BOISE – Idaho students scored higher taking new standardized tests compared with the national benchmarks used to measure English language arts and math proficiency.
The Idaho state Department of Education released the preliminary scores Wednesday.
Scores were supposed to be released June 5, but a delay with the vendor pushed back the release date.
This is the first year the Smarter Balanced Assessment Consortium examination’s scores have been released. Last year, the state rolled out a practice version to students in grades three through 10 to work out the kinks of the new system.
The new tests are aligned with new teaching standards – known as the Idaho Common Core – state lawmakers adopted in 2011. Idaho school districts have been teaching the new standards since 2013.
“Once we were actually in possession of the information, we saw that students did really well,” department spokesman Jeff Church said. “It also points to the hard work teachers have been implementing to teach the new core standards.”
Scores were divided into four categories to indicate students who perform below or above grade level.
According to the data, Idaho students exceeded projected proficiency levels in all grades for English language arts, with high school grades scoring much higher in the top two advance levels. For example, nearly 60 percent of students in 11th grade scored higher than their grade level. The national projected level was set at 41 percent.

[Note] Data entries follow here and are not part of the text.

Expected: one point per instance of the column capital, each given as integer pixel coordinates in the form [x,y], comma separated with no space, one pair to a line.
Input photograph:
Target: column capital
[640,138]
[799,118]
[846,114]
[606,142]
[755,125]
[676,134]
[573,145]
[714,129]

However, for math, high school students scored much closer to or below the conservative projected estimates. Thirty percent of 11th-grade students scored in the top two advance levels when the national estimate was set at 33 percent.
The agency only provided information on a statewide level. Church said the state hasn’t received a report comparing all of Idaho’s public school districts from the vendor in charge of grading the test scores. While Church told the Associated Press the information is public, acquiring a district-by-district comparison would require contacting each of Idaho’s 113 districts individually.
“The (agency) would be considered the custodian; however, at this point some districts may not have fully accessed and analyzed the data,” Church said via email. “At this point with it being preliminary data it would be at the discretion of each local district to provide that information.”
School districts now have a choice to appeal the scores before they are finalized later this year.